Titanium oxide thin films obtained with physical and chemical vapour deposition methods for optical biosensing purposes.

This work discusses an application of titanium oxide (TiOx) thin films deposited using physical (reactive magnetron sputtering, RMS) and chemical (atomic layer deposition, ALD) vapour deposition methods as a functional coating for label-free optical biosensors. The films were applied as a coating for two types of sensors based on the localised surface plasmon resonance (LSPR) of gold nanoparticles deposited on a glass plate and on a long-period grating (LPG) induced in an optical fibre. Optical and structural properties of the TiOx thin films were investigated and discussed. It has been found that deposition method has a significant influence on optical properties and composition of the films, but negligible impact on TiOx surface silanization effectiveness. A higher content of oxygen with lower Ti content in the ALD films leads to the formation of layers with higher refractive index and slightly higher extinction coefficient than for the RMS TiOx. Moreover, application of the TiOx film independently on deposition method enables not only for tuning of the spectral response of the investigated biosensors, but also in case of LSPR for enhancing the ability for biofunctionalization, i.e., TiOx film mechanically protects the nanoparticles and induces change in the biofunctionalization procedure to the one typical for oxides.
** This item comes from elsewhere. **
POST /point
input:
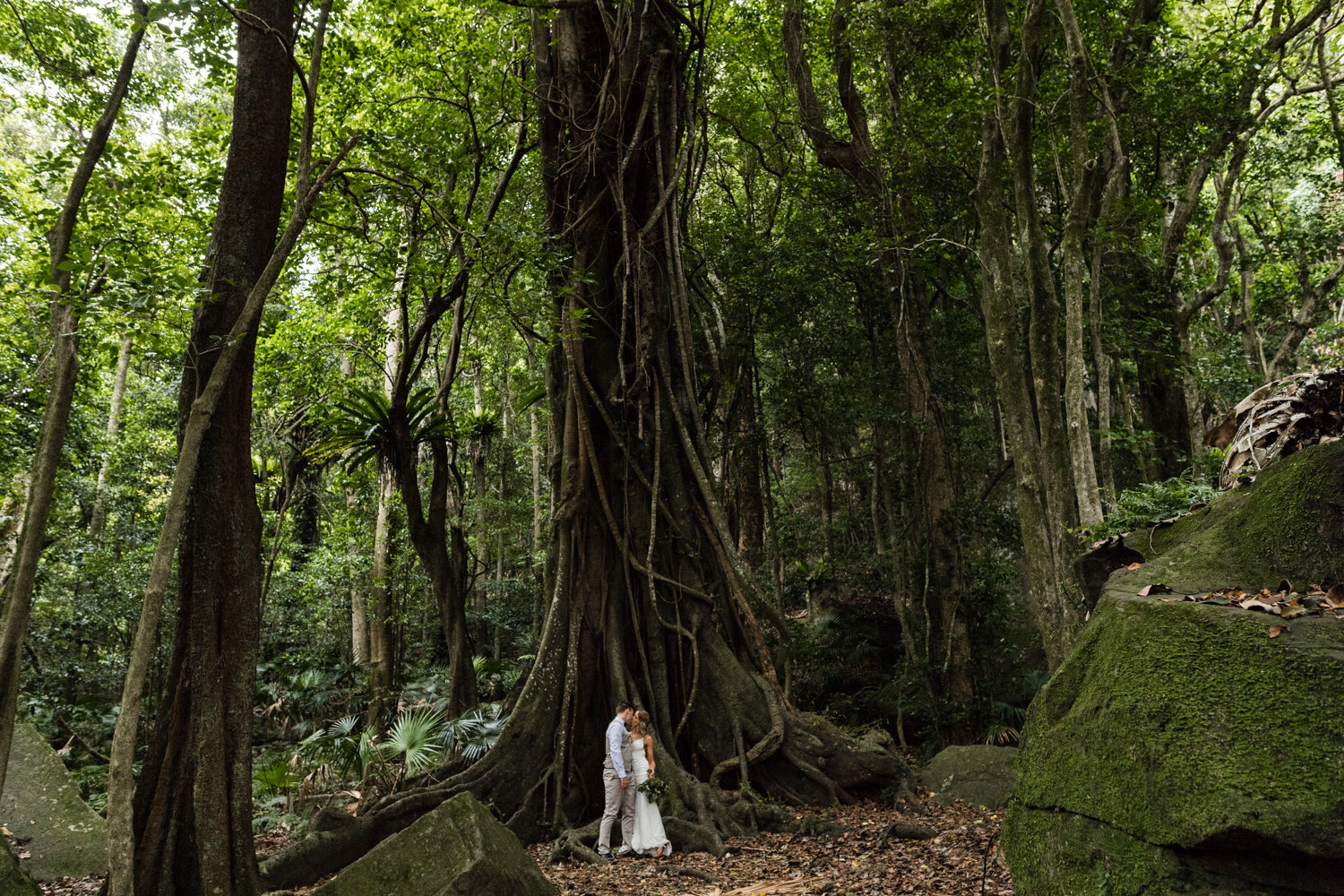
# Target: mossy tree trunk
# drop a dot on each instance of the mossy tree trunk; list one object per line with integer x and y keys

TiOx coated LSPR and LPG sensors with refractive index sensitivity of close to 30 and 3400nm/RIU, respectively, were investigated. The ability for molecular recognition was evaluated with the well-known complex formation between avidin and biotin as a model system. The shift in resonance wavelength reached 3 and 13.2nm in case of LSPR and LPG sensors, respectively. Any modification in TiOx properties resulting from the biofunctionalization process can be also clearly detected.